* Unclear how much tax rate will be reduced from 10 pct
* Would be extended for full-year through 2017 - source
* Auto sales could decline if cut expires - analysts (Adds source comments, background)
By Jake Spring
BEIJING, Dec 14 (Reuters) - China will extend a tax cut on small-engine vehicles to 2017, two sources with knowledge of the matter told Reuters, a move that could prevent a predicted steep drop off in sales if the tax cut expires as planned.
It is unclear how much the rate will be reduced from the normal vehicle purchase tax of 10 percent under the extension. The government slashed the tax to 5 percent for vehicles with 1.6 litre engines and below in October 2015, saying the policy would expire at the end of 2016.

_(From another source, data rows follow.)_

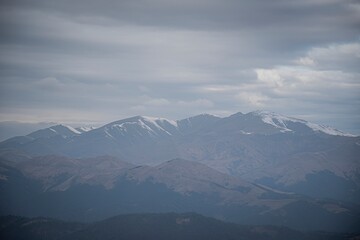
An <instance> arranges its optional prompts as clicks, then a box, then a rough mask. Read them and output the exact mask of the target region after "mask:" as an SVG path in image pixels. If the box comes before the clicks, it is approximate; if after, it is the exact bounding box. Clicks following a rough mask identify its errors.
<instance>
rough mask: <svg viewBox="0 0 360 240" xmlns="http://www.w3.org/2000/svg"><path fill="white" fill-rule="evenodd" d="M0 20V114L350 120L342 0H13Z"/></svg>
mask: <svg viewBox="0 0 360 240" xmlns="http://www.w3.org/2000/svg"><path fill="white" fill-rule="evenodd" d="M0 18H1V21H0V31H1V35H2V37H1V39H0V84H1V85H0V87H1V88H0V93H1V96H0V100H1V103H0V118H1V119H4V120H21V119H24V120H25V119H27V120H39V121H56V122H58V121H90V120H91V119H92V121H109V120H115V119H118V118H122V117H127V116H129V115H138V114H146V115H159V116H165V117H169V118H172V119H177V118H182V117H187V116H189V115H192V114H196V113H202V112H209V113H215V114H219V115H228V114H230V113H233V112H237V111H243V112H246V111H252V110H254V109H256V108H263V109H268V110H272V111H279V112H281V113H284V114H290V115H294V114H295V115H301V116H310V115H311V116H314V114H311V113H313V112H318V111H320V110H321V111H320V112H322V113H323V116H321V115H320V114H319V115H318V116H316V117H314V119H315V120H316V119H319V120H320V119H321V118H322V119H326V117H324V116H330V115H331V116H332V117H331V119H334V121H335V123H334V124H339V126H345V125H346V124H344V123H345V122H346V123H348V124H349V126H353V127H351V129H355V127H354V126H355V124H354V122H355V121H357V120H358V119H359V117H358V116H359V109H358V107H357V106H356V105H357V104H358V103H359V97H358V96H359V95H360V94H359V91H358V89H359V85H358V84H357V82H358V78H359V74H358V70H356V69H357V66H358V62H359V58H358V55H356V54H357V51H358V50H357V49H358V47H357V46H358V44H359V43H358V41H359V31H358V25H359V23H360V19H359V4H358V3H356V2H354V1H340V0H339V1H338V0H316V1H314V0H311V1H310V0H306V1H285V0H276V1H271V2H270V1H260V0H255V1H254V0H252V1H250V0H246V1H235V0H225V1H219V0H210V1H203V0H200V1H195V2H194V1H190V0H185V1H165V0H141V1H130V0H123V1H105V2H104V1H97V0H89V1H82V0H76V1H67V0H66V1H45V0H34V1H31V2H30V1H18V0H15V1H2V2H1V8H0ZM344 49H345V50H344ZM346 49H350V50H346ZM259 71H263V73H264V79H263V80H264V81H262V79H261V78H259ZM271 73H273V74H274V75H275V76H276V74H277V75H278V76H279V79H276V77H275V79H274V76H271ZM306 79H309V82H306V81H305V80H306ZM329 96H331V97H329ZM345 105H346V106H345ZM335 112H338V113H339V114H341V115H343V118H340V117H336V114H335ZM351 118H352V119H354V120H351V121H350V120H349V119H351ZM59 119H60V120H59ZM329 119H330V117H329ZM350 122H351V124H350ZM329 124H330V122H329ZM357 128H358V127H357ZM349 129H350V128H349ZM356 131H360V130H356Z"/></svg>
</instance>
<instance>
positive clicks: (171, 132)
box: [103, 116, 178, 137]
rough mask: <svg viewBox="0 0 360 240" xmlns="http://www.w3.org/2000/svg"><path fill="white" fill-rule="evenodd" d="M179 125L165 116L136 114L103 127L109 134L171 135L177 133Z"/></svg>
mask: <svg viewBox="0 0 360 240" xmlns="http://www.w3.org/2000/svg"><path fill="white" fill-rule="evenodd" d="M177 128H178V126H177V123H176V122H175V121H172V120H168V119H165V118H155V117H145V116H136V117H131V118H127V119H123V120H120V121H116V122H112V123H109V124H107V125H105V126H104V127H103V129H104V131H105V132H106V133H107V135H108V136H111V137H114V135H123V136H125V135H127V134H133V135H140V136H145V135H150V136H161V135H168V136H171V135H173V134H175V133H176V132H177V131H178V130H177Z"/></svg>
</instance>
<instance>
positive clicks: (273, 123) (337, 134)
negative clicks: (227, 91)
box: [254, 111, 355, 137]
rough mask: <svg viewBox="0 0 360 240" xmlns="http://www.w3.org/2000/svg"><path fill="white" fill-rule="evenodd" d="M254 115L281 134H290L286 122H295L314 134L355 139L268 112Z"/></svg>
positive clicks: (325, 129) (319, 127)
mask: <svg viewBox="0 0 360 240" xmlns="http://www.w3.org/2000/svg"><path fill="white" fill-rule="evenodd" d="M254 114H256V115H258V116H260V117H261V118H262V121H263V122H264V123H267V124H270V125H272V126H274V127H276V128H278V129H280V131H281V132H292V131H293V130H291V129H289V128H288V126H287V122H296V123H302V124H304V125H306V126H307V127H309V128H310V129H312V130H313V131H316V132H323V133H325V134H329V135H334V136H346V137H355V135H352V134H349V133H344V132H342V131H340V130H337V129H335V128H331V127H329V126H323V125H319V124H315V123H310V122H307V121H305V120H302V119H297V118H292V117H287V116H283V115H280V114H277V113H273V112H268V111H256V112H254Z"/></svg>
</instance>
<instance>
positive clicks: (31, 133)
mask: <svg viewBox="0 0 360 240" xmlns="http://www.w3.org/2000/svg"><path fill="white" fill-rule="evenodd" d="M79 134H81V132H79V131H78V130H76V129H75V128H73V127H70V126H66V125H62V124H59V125H55V126H52V127H49V128H45V129H40V130H38V131H35V132H33V133H30V134H29V135H27V136H29V137H32V138H35V139H37V138H50V137H53V136H56V135H60V136H62V137H64V138H68V137H72V136H75V135H79Z"/></svg>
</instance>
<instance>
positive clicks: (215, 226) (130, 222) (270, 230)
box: [0, 213, 356, 240]
mask: <svg viewBox="0 0 360 240" xmlns="http://www.w3.org/2000/svg"><path fill="white" fill-rule="evenodd" d="M0 237H1V239H3V240H15V239H16V240H22V239H24V240H25V239H26V240H60V239H61V240H62V239H67V240H82V239H84V240H85V239H86V240H110V239H123V240H147V239H149V240H150V239H151V240H153V239H156V240H167V239H172V240H180V239H186V240H199V239H200V240H201V239H206V240H218V239H222V240H232V239H233V240H242V239H244V240H245V239H246V240H260V239H261V240H272V239H274V240H275V239H276V240H282V239H283V240H288V239H292V240H297V239H299V240H307V239H308V240H315V239H316V240H321V239H324V240H325V239H326V240H338V239H339V240H340V239H349V240H350V239H356V238H355V237H356V234H354V233H353V234H345V233H344V234H339V233H337V234H334V233H325V232H321V233H320V232H307V233H305V232H300V231H295V230H292V229H289V228H285V227H272V226H243V225H237V224H233V223H227V222H222V221H219V220H215V219H212V218H208V217H203V216H201V215H198V214H194V213H183V214H175V213H164V214H132V215H119V216H116V217H112V218H109V219H106V220H104V221H101V222H96V223H91V224H90V223H88V224H80V223H69V222H62V221H58V220H54V219H47V218H24V217H15V216H5V217H0Z"/></svg>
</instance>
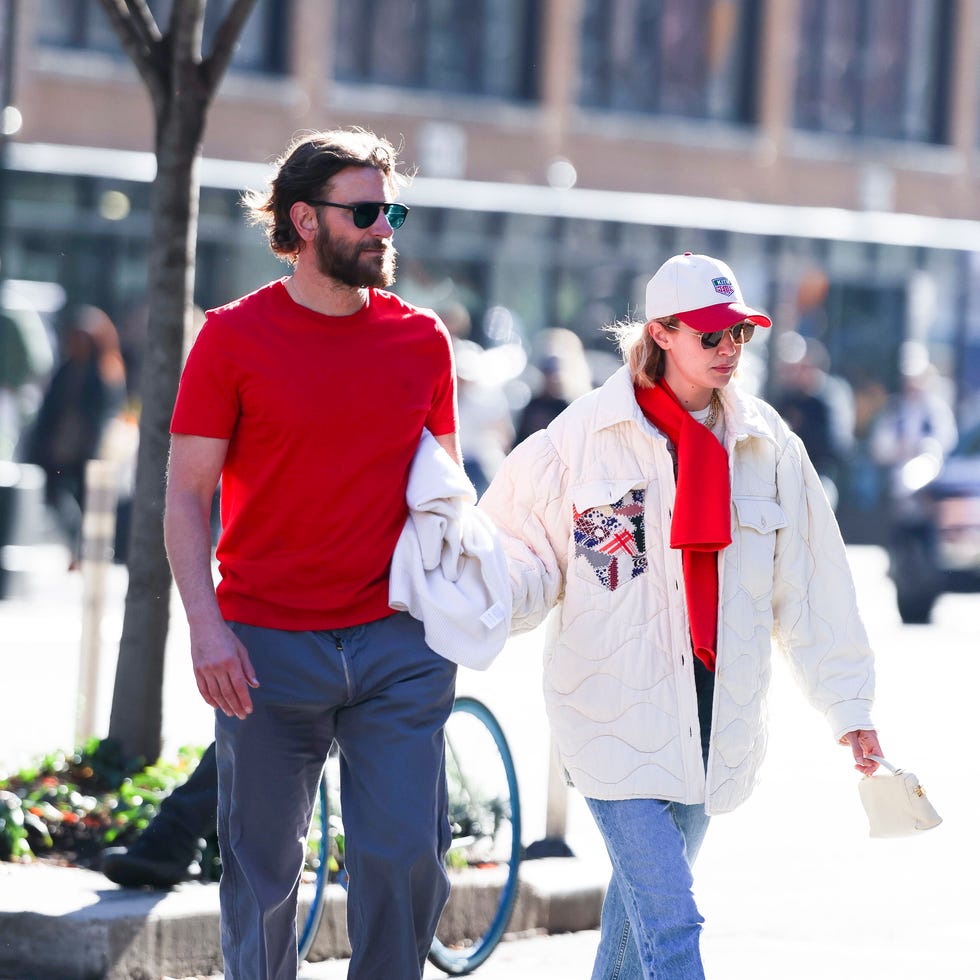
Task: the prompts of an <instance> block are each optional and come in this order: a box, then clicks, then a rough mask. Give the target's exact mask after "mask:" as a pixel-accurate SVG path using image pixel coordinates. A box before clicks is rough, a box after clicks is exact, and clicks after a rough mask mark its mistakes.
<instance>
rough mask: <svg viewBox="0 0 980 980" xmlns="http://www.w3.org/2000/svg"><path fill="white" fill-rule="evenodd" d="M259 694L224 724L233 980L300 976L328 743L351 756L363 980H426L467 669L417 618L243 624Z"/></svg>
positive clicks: (447, 833)
mask: <svg viewBox="0 0 980 980" xmlns="http://www.w3.org/2000/svg"><path fill="white" fill-rule="evenodd" d="M231 626H232V629H233V630H234V632H235V634H236V635H237V636H238V638H239V639H240V640H241V641H242V642H243V643H244V644H245V646H246V648H247V649H248V652H249V655H250V657H251V659H252V663H253V664H254V666H255V673H256V676H257V677H258V679H259V683H260V685H261V686H260V687H258V688H257V689H256V690H254V691H252V701H253V703H254V706H255V710H254V711H253V713H252V714H251V715H249V716H248V717H247V718H245V719H244V720H240V719H238V718H234V717H232V718H229V717H227V716H226V715H224V714H223V713H222V712H220V711H218V712H216V724H215V729H216V735H217V740H216V741H217V746H216V749H217V751H216V756H217V763H218V837H219V841H220V845H221V860H222V874H221V890H220V897H221V940H222V952H223V954H224V966H225V977H226V978H227V980H296V973H297V969H298V964H297V962H296V893H297V887H298V884H299V876H300V870H301V868H302V865H303V857H304V851H305V838H306V833H307V830H308V828H309V825H310V816H311V814H312V812H313V804H314V799H315V796H316V791H317V784H318V781H319V778H320V770H321V769H322V767H323V762H324V759H325V758H326V755H327V750H328V749H329V748H330V743H331V742H332V741H336V742H337V744H338V746H339V747H340V760H341V761H340V794H341V804H342V807H343V814H344V829H345V831H346V840H345V843H346V851H345V856H346V858H347V870H348V872H349V873H350V888H349V892H348V896H347V928H348V934H349V937H350V942H351V947H352V949H353V953H352V956H351V960H350V966H349V971H348V976H349V977H350V978H351V980H354V978H356V980H388V978H392V977H398V978H399V980H408V978H412V977H414V978H420V977H421V976H422V966H423V964H424V963H425V957H426V954H427V952H428V950H429V944H430V943H431V942H432V935H433V933H434V932H435V928H436V924H437V923H438V921H439V916H440V914H441V913H442V909H443V906H444V905H445V902H446V899H447V897H448V895H449V881H448V878H447V875H446V871H445V866H444V864H443V857H444V855H445V853H446V849H447V848H448V846H449V843H450V840H451V837H450V830H449V820H448V817H447V806H448V802H447V798H446V779H445V766H444V751H443V726H444V725H445V722H446V719H447V718H448V716H449V712H450V711H451V709H452V705H453V693H454V688H455V680H456V665H455V664H453V663H450V662H449V661H448V660H444V659H443V658H442V657H440V656H438V655H437V654H435V653H433V652H432V650H430V649H429V647H428V646H426V643H425V639H424V632H423V627H422V624H421V623H419V622H417V621H416V620H414V619H412V618H411V617H410V616H409V615H408V614H407V613H400V614H398V615H395V616H388V617H387V618H385V619H380V620H377V621H375V622H371V623H365V624H364V625H363V626H352V627H349V628H345V629H337V630H324V631H319V632H288V631H283V630H273V629H263V628H261V627H257V626H245V625H242V624H241V623H233V624H231Z"/></svg>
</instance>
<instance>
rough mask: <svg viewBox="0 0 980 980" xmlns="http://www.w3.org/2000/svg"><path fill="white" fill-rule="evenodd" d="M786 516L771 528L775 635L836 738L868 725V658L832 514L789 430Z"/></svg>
mask: <svg viewBox="0 0 980 980" xmlns="http://www.w3.org/2000/svg"><path fill="white" fill-rule="evenodd" d="M777 484H778V490H779V499H780V503H781V504H782V506H783V508H784V510H785V511H786V513H787V516H788V522H787V525H786V527H784V528H782V529H781V530H780V531H779V532H778V536H777V544H776V568H775V576H774V589H773V612H774V614H775V636H776V639H777V641H778V642H779V643H780V645H781V646H782V647H783V649H784V650H785V652H786V654H787V655H788V657H789V659H790V662H791V664H792V666H793V670H794V673H795V675H796V677H797V680H798V682H799V684H800V686H801V687H802V689H803V691H804V693H805V694H806V696H807V698H808V699H809V701H810V702H811V704H813V705H814V707H815V708H817V710H819V711H821V712H822V713H823V714H824V716H825V717H826V719H827V721H828V723H829V725H830V727H831V730H832V732H833V734H834V737H835V738H840V737H841V736H842V735H843V734H845V733H846V732H849V731H856V730H857V729H861V728H871V727H873V726H872V724H871V717H870V712H871V703H872V700H873V698H874V662H873V657H872V653H871V649H870V646H869V643H868V637H867V633H866V632H865V628H864V624H863V623H862V621H861V616H860V614H859V612H858V607H857V597H856V593H855V589H854V580H853V577H852V575H851V571H850V567H849V566H848V562H847V553H846V551H845V548H844V542H843V540H842V538H841V534H840V529H839V527H838V525H837V519H836V517H835V516H834V512H833V509H832V508H831V506H830V503H829V501H828V500H827V496H826V494H825V493H824V490H823V486H822V485H821V483H820V477H819V476H818V475H817V473H816V470H815V469H814V468H813V465H812V464H811V462H810V460H809V458H808V457H807V455H806V451H805V450H804V449H803V446H802V443H801V442H800V441H799V439H798V438H796V436H792V437H790V439H789V440H788V441H787V443H786V444H785V445H784V447H783V449H782V452H781V454H780V458H779V461H778V463H777Z"/></svg>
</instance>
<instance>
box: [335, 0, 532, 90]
mask: <svg viewBox="0 0 980 980" xmlns="http://www.w3.org/2000/svg"><path fill="white" fill-rule="evenodd" d="M541 6H542V4H541V2H540V0H415V2H412V3H406V2H405V0H359V2H358V3H340V4H338V5H337V15H336V24H335V30H334V37H335V44H336V52H335V59H336V61H335V64H336V67H335V75H336V78H337V79H338V80H339V81H343V82H355V83H362V84H364V83H368V84H378V85H397V86H401V87H404V88H416V89H426V90H430V91H436V92H451V93H460V94H464V95H481V96H489V97H492V98H497V99H506V100H510V101H531V100H533V99H535V98H537V94H538V93H537V65H538V62H539V60H540V59H539V56H538V51H537V48H538V40H539V36H540V30H539V26H540V19H541Z"/></svg>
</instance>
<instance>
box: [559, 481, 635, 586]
mask: <svg viewBox="0 0 980 980" xmlns="http://www.w3.org/2000/svg"><path fill="white" fill-rule="evenodd" d="M643 497H644V491H643V490H631V491H630V492H629V493H628V494H626V496H625V497H623V498H622V499H621V500H617V501H616V503H614V504H609V505H607V506H604V507H590V508H589V509H588V510H586V511H584V512H582V513H579V512H578V511H577V510H575V508H574V507H573V508H572V517H573V519H574V521H575V528H574V535H575V557H576V558H583V559H585V561H586V562H588V564H589V567H590V568H591V570H592V573H593V574H594V575H595V577H596V579H598V581H599V584H600V585H602V586H603V588H606V589H608V590H609V591H610V592H615V590H616V589H618V588H619V586H620V585H623V584H625V583H626V582H629V581H630V580H631V579H634V578H636V576H637V575H642V574H643V572H645V571H646V569H647V556H646V547H645V544H644V540H643Z"/></svg>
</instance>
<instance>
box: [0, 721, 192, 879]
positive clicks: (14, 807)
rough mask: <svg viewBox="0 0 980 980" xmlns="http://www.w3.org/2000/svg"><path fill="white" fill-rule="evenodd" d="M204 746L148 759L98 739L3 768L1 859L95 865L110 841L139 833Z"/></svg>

China’s auto market, the world’s largest by sales, struggled with weak sales in 2015 amid an economic slowdown before rebounding strongly thanks to the tax cut. Auto sales have risen 14.1 percent for January to November compared to the same period a year ago.
“We’re operating under the assumption that it will be extended,” said one of the sources, who was not authorized to speak to the media on the matter, adding that there was no doubt on the matter.
The second source said the policy would be extended for a full year through 2017.
China’s Ministry of Industry and Information Technology and Ministry of Finance did not immediately respond to faxed requests for comment.
An industry ministry official has said the government was considering extending the tax cut beyond the expiry at year’s end.
Analysts have warned sales could decline or be flat next year if the tax cut were allowed to expire, with the automakers’ association saying growth would be at most 2 percent in 2017 without the policy.